To some degree, Sargent opined, the advent of the Internet has played a role in the tenor of materials changing over time. Additionally, the political polarization of the country is involved.
"Any viewpoint, never mind what it is, can be supported by simply Googling it and doing a search online," Sargent observed. "Of course, a great deal of this finds its way into letters and op-eds. That kind of mud slinging and caustic sloganeering benefits no one."
Many, and perhaps most, readers don't realize that the newspaper is responsible for anything that runs on its editorial or opinion pages. Simply because it's someone's opinion doesn't make it printable, he said.
"Freedom of speech doesn't mean freedom from responsibility for what you say," he noted.
Sargent said the majority of people that have written reasonable letters and op-eds in the past won't notice any significant change in the paper's policy.
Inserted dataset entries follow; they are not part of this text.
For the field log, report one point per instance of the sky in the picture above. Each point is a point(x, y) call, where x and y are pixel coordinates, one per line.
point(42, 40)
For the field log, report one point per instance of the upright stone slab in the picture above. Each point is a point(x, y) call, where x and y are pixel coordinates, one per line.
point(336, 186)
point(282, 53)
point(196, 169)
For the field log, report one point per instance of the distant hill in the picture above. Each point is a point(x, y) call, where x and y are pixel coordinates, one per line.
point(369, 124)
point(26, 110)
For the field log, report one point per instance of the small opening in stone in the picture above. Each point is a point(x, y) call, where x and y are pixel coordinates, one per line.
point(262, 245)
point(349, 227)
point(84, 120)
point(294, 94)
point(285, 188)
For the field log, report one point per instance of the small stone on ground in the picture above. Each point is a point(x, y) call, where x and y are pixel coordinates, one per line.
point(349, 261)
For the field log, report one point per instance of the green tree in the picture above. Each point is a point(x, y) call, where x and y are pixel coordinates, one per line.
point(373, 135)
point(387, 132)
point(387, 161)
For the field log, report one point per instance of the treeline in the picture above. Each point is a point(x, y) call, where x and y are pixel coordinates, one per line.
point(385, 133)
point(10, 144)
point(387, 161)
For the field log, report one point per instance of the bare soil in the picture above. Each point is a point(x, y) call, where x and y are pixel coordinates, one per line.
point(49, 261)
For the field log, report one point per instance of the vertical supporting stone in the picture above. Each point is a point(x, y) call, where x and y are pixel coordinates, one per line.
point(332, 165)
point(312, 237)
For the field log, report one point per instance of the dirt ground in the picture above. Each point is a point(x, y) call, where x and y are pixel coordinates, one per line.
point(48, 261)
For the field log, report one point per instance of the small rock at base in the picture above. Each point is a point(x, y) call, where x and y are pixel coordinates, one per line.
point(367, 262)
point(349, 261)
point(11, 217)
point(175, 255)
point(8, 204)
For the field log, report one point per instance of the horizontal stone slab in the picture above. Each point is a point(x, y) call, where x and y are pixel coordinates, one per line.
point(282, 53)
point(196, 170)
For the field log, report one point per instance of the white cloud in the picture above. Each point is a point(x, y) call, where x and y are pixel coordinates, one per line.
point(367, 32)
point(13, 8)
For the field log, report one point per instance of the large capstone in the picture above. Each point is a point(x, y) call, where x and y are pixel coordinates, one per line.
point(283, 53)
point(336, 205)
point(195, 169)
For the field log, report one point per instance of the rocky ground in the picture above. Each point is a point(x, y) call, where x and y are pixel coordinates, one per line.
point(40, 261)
Readers will still find the Opinion and Perspectives pages interesting and compelling. They will, however, notice that some letters and op-eds will be toned down.
An example of information that won't be allowed under the new policy is content referring to some Internet sites as the source for facts and data, due to the unreliability of much Internet information.
The newspaper will print its policy on the Opinion page daily starting today.